Monday, December 25, 2006


I almost missed it, thanks to being stranded for three days at the Denver airport. (More on that later.) But here I am. My first Christmas at home. It's been a good day.

Diana got me a shiny new wok from (where else?) the Wok Shop, along with all the equipment I'll ever need for using it -- bamboo and metal spoons and spatulas, a wire skimmer, big long cooking chopsticks, a steamer tray, a dumpling rack, and a bamboo cleaning brush. I'm WAY excited about this. I just got through seasoning the beast -- you scrub off the protective mineral oil, then stick the wok over high heat and add some vegetable oil, and roll the oil around in the pan until it's all burned on. It's just like seasoning a new cast iron pan, only more violent. What could be better? Then you fry the hell out of a bunch of onions to neutralize the metallic taste. My house smells GOOD.

Diana, my love, there's an endless progression of stir-fried foodstuffs in your future. And dumplings, and tempura things, and anything else that can be cooked in a wokish manner.

(At Ten Penh last spring, my foie gras came with a garnish that has haunted me ever since... bacon tempura...)

Switching channels: my mother's pecan pie was one of the dishes that, in my early childhood, formed my idea of what "good to eat" means. Here's the recipe. It's dead easy and impossible to improve on. All other pecan pies are inferior.

1 cup brown sugar
½ cup granulated sugar
1 tsp flour
2 unbeaten eggs
½ eggshell milk (yep, that's what she said.
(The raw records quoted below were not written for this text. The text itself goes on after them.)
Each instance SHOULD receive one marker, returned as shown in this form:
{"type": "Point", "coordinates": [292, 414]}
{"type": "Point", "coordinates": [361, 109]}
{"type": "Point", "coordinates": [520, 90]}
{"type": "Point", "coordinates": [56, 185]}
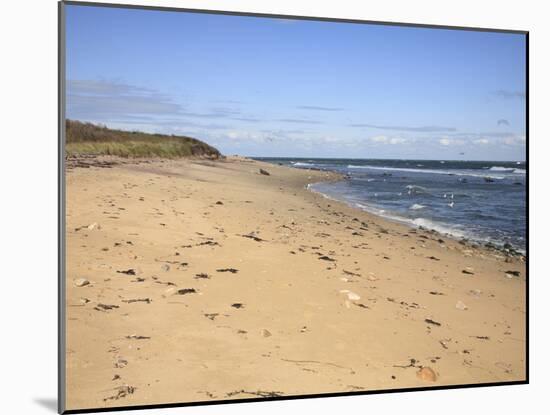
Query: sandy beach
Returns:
{"type": "Point", "coordinates": [198, 280]}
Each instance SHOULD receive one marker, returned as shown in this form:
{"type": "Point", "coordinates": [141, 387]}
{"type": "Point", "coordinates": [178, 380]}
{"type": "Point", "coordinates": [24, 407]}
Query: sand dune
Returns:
{"type": "Point", "coordinates": [200, 280]}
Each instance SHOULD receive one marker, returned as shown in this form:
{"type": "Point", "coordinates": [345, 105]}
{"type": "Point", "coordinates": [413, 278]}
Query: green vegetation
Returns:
{"type": "Point", "coordinates": [87, 138]}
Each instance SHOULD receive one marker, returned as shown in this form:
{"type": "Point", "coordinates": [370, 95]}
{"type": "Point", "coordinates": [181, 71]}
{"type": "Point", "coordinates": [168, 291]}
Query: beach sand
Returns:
{"type": "Point", "coordinates": [197, 280]}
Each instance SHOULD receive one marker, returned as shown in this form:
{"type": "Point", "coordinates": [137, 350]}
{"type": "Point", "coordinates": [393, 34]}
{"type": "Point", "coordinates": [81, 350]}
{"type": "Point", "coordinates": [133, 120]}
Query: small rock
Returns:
{"type": "Point", "coordinates": [351, 295]}
{"type": "Point", "coordinates": [81, 282]}
{"type": "Point", "coordinates": [427, 374]}
{"type": "Point", "coordinates": [461, 306]}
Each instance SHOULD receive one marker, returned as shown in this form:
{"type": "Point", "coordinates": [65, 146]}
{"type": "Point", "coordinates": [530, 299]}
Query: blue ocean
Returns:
{"type": "Point", "coordinates": [482, 201]}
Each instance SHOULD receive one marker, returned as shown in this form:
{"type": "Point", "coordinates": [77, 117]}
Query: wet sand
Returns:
{"type": "Point", "coordinates": [196, 280]}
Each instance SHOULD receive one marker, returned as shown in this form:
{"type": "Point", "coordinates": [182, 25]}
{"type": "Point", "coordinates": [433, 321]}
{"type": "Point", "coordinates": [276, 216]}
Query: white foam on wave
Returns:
{"type": "Point", "coordinates": [431, 171]}
{"type": "Point", "coordinates": [502, 169]}
{"type": "Point", "coordinates": [302, 164]}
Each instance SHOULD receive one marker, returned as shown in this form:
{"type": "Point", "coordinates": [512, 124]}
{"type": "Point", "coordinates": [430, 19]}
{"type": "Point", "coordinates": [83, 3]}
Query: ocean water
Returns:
{"type": "Point", "coordinates": [483, 201]}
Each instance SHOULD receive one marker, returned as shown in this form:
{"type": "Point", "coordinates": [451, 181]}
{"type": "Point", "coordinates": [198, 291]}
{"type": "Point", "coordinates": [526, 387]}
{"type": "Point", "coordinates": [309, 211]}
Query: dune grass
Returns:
{"type": "Point", "coordinates": [90, 139]}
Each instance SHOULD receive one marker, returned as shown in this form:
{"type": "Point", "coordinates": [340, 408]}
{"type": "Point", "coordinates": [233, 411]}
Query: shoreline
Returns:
{"type": "Point", "coordinates": [501, 247]}
{"type": "Point", "coordinates": [207, 280]}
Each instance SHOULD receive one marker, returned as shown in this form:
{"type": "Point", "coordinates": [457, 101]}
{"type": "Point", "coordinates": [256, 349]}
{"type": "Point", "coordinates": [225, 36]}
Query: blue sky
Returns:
{"type": "Point", "coordinates": [278, 87]}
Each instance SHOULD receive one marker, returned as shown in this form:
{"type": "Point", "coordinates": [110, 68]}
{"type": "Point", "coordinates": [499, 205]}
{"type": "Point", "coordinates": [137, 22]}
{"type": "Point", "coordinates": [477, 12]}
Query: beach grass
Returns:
{"type": "Point", "coordinates": [91, 139]}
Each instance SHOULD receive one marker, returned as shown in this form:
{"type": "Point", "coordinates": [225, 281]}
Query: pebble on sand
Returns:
{"type": "Point", "coordinates": [81, 282]}
{"type": "Point", "coordinates": [461, 306]}
{"type": "Point", "coordinates": [427, 374]}
{"type": "Point", "coordinates": [351, 295]}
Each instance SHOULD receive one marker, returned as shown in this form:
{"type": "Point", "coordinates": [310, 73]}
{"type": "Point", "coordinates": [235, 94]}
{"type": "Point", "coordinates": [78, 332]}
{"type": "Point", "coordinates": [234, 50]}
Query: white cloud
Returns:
{"type": "Point", "coordinates": [517, 140]}
{"type": "Point", "coordinates": [382, 139]}
{"type": "Point", "coordinates": [446, 141]}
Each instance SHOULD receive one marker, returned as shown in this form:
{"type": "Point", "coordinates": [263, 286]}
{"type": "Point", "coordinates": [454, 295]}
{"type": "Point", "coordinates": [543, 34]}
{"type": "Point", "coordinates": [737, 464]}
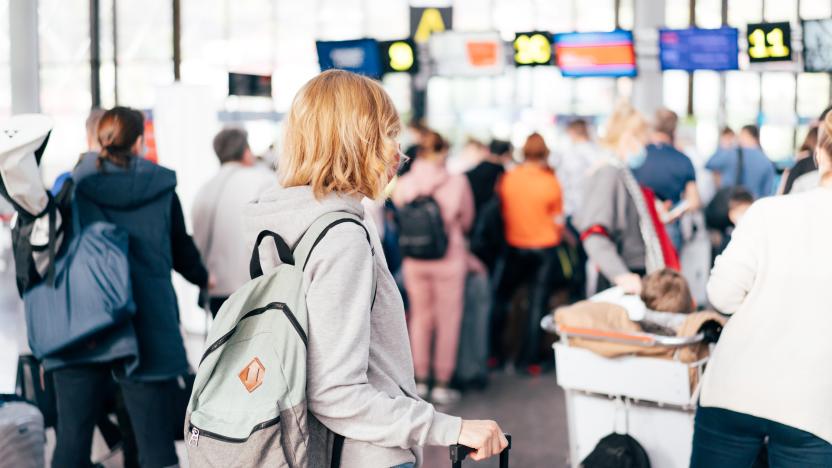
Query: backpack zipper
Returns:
{"type": "Point", "coordinates": [272, 306]}
{"type": "Point", "coordinates": [196, 432]}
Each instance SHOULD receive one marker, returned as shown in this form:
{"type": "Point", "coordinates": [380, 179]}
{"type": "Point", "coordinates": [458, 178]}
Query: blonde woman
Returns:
{"type": "Point", "coordinates": [768, 381]}
{"type": "Point", "coordinates": [340, 147]}
{"type": "Point", "coordinates": [619, 225]}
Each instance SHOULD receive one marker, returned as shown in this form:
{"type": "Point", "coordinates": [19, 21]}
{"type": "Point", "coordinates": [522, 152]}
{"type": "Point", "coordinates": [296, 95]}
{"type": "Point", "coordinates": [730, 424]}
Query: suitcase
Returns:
{"type": "Point", "coordinates": [459, 452]}
{"type": "Point", "coordinates": [471, 360]}
{"type": "Point", "coordinates": [22, 436]}
{"type": "Point", "coordinates": [35, 386]}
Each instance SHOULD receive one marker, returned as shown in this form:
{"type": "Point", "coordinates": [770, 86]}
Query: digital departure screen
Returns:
{"type": "Point", "coordinates": [595, 54]}
{"type": "Point", "coordinates": [358, 56]}
{"type": "Point", "coordinates": [769, 42]}
{"type": "Point", "coordinates": [699, 49]}
{"type": "Point", "coordinates": [817, 45]}
{"type": "Point", "coordinates": [243, 84]}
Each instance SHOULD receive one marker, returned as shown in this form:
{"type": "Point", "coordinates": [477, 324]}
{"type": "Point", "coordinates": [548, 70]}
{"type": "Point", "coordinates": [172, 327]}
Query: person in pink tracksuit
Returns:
{"type": "Point", "coordinates": [436, 288]}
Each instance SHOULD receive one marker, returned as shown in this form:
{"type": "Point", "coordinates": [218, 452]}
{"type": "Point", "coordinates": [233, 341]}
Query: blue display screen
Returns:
{"type": "Point", "coordinates": [699, 49]}
{"type": "Point", "coordinates": [358, 56]}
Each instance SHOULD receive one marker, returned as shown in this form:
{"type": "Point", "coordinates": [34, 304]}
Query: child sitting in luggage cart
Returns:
{"type": "Point", "coordinates": [665, 307]}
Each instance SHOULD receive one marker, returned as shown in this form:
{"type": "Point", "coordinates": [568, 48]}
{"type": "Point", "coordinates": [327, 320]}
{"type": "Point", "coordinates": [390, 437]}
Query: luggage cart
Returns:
{"type": "Point", "coordinates": [649, 398]}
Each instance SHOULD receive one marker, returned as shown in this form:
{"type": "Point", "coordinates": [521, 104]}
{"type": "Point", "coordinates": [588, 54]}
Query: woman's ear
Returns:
{"type": "Point", "coordinates": [138, 146]}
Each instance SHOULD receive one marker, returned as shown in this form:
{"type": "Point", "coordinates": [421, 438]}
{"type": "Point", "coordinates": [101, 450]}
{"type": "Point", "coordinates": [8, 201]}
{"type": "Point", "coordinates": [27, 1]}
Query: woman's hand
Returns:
{"type": "Point", "coordinates": [485, 437]}
{"type": "Point", "coordinates": [630, 283]}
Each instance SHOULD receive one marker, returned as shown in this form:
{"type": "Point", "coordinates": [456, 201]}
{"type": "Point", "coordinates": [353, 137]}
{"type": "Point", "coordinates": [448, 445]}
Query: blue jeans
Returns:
{"type": "Point", "coordinates": [727, 439]}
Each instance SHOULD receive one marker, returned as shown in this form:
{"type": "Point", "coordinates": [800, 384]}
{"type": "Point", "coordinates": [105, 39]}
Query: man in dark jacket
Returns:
{"type": "Point", "coordinates": [139, 197]}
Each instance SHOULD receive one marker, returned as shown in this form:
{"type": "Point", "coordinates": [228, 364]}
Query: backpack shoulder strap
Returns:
{"type": "Point", "coordinates": [318, 230]}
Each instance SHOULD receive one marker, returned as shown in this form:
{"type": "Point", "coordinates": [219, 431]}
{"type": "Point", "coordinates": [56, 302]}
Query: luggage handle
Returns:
{"type": "Point", "coordinates": [459, 452]}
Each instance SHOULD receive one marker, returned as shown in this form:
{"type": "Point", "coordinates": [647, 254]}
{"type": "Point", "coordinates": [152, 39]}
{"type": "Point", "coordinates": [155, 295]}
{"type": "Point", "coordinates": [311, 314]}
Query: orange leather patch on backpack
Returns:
{"type": "Point", "coordinates": [252, 375]}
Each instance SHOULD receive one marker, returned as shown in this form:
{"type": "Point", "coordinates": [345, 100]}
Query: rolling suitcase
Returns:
{"type": "Point", "coordinates": [471, 360]}
{"type": "Point", "coordinates": [22, 436]}
{"type": "Point", "coordinates": [459, 452]}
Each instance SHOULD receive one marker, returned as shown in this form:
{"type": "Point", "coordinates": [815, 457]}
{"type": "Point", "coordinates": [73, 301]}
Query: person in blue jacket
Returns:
{"type": "Point", "coordinates": [118, 186]}
{"type": "Point", "coordinates": [758, 175]}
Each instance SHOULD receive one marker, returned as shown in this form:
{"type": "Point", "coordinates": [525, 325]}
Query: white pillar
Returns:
{"type": "Point", "coordinates": [647, 88]}
{"type": "Point", "coordinates": [23, 37]}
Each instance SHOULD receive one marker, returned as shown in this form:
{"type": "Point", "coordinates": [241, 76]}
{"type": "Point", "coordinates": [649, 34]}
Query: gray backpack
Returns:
{"type": "Point", "coordinates": [248, 406]}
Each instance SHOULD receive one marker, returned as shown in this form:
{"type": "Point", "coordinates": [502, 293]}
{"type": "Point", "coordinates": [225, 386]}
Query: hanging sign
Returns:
{"type": "Point", "coordinates": [425, 22]}
{"type": "Point", "coordinates": [533, 48]}
{"type": "Point", "coordinates": [399, 56]}
{"type": "Point", "coordinates": [769, 42]}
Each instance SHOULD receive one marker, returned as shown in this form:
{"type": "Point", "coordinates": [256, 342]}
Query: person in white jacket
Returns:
{"type": "Point", "coordinates": [218, 214]}
{"type": "Point", "coordinates": [769, 380]}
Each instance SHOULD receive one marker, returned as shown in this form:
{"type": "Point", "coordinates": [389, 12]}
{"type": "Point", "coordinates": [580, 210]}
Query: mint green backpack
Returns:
{"type": "Point", "coordinates": [248, 406]}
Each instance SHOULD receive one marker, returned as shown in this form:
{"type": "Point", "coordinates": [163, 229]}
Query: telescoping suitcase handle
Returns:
{"type": "Point", "coordinates": [459, 452]}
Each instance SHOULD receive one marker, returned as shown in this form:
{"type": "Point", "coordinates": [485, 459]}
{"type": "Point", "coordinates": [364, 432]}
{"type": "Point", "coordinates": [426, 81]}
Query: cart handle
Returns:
{"type": "Point", "coordinates": [640, 339]}
{"type": "Point", "coordinates": [459, 452]}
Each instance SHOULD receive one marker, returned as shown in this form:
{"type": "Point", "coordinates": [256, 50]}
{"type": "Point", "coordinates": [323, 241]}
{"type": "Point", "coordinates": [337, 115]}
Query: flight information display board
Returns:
{"type": "Point", "coordinates": [699, 49]}
{"type": "Point", "coordinates": [243, 84]}
{"type": "Point", "coordinates": [769, 42]}
{"type": "Point", "coordinates": [583, 54]}
{"type": "Point", "coordinates": [817, 45]}
{"type": "Point", "coordinates": [358, 56]}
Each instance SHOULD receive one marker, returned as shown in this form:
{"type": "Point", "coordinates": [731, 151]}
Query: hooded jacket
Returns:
{"type": "Point", "coordinates": [141, 199]}
{"type": "Point", "coordinates": [360, 380]}
{"type": "Point", "coordinates": [456, 204]}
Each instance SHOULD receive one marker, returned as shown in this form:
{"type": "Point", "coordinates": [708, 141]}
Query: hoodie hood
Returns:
{"type": "Point", "coordinates": [423, 178]}
{"type": "Point", "coordinates": [290, 211]}
{"type": "Point", "coordinates": [123, 188]}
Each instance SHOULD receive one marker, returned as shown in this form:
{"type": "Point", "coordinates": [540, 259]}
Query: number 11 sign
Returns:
{"type": "Point", "coordinates": [769, 42]}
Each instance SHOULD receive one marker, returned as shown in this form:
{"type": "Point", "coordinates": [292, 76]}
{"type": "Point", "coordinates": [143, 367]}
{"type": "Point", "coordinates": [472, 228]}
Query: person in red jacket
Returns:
{"type": "Point", "coordinates": [532, 206]}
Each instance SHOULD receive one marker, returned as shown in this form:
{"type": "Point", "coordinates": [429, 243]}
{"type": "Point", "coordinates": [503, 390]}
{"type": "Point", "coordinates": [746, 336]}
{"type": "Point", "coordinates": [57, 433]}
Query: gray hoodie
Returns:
{"type": "Point", "coordinates": [360, 372]}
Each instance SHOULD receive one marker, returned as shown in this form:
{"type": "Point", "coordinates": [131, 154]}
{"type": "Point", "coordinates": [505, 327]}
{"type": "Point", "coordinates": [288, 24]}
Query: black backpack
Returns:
{"type": "Point", "coordinates": [488, 240]}
{"type": "Point", "coordinates": [617, 451]}
{"type": "Point", "coordinates": [421, 230]}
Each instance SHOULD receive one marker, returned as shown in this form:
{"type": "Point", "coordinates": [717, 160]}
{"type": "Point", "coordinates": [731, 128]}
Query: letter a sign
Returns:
{"type": "Point", "coordinates": [426, 21]}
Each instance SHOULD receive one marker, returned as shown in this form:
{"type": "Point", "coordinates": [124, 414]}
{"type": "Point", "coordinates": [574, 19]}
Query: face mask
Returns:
{"type": "Point", "coordinates": [636, 160]}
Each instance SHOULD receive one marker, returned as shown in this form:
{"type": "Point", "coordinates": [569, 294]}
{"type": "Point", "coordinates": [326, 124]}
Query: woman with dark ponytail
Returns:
{"type": "Point", "coordinates": [119, 186]}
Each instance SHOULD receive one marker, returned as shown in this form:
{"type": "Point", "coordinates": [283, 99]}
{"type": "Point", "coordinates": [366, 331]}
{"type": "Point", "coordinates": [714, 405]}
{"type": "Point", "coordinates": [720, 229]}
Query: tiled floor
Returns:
{"type": "Point", "coordinates": [531, 409]}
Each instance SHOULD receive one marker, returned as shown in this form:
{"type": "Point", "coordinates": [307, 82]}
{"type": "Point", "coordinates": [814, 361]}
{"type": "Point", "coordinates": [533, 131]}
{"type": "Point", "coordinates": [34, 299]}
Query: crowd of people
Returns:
{"type": "Point", "coordinates": [391, 328]}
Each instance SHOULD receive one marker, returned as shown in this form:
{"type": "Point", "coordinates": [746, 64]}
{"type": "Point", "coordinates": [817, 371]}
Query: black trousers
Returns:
{"type": "Point", "coordinates": [80, 393]}
{"type": "Point", "coordinates": [728, 439]}
{"type": "Point", "coordinates": [537, 268]}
I'm not arguing)
1 stick melted butter
1 tsp vanilla
¼ tsp salt
1 cup pecans
Crust for a 9-inch pie

Heat oven to 350 degrees. Combine first nine ingredients and put in pie shell. Bake for 30 minutes, then reduce temperature to 325 degrees and bake for another 25 to 30 minutes. Serve with good vanilla ice cream, or without it.


Mike said...

Speaking of stir-fried foodstuffs and tempura things, I still have some of the '04 cicadas in my freezer. Let me know.

Rob said...

Hm. I'd really like my first sampling of the things to be fresh, not frozen. I'm willing to wait another 15 years.

Stuart said...

Remember to heat the wok before you add oil. Nothing ever sticks if you do that.

Did you hear about the Korean cookbook?...."100 ways to wok your dog".

Rob said...

Ooooh. That's so wrong. :-) Good to see you here!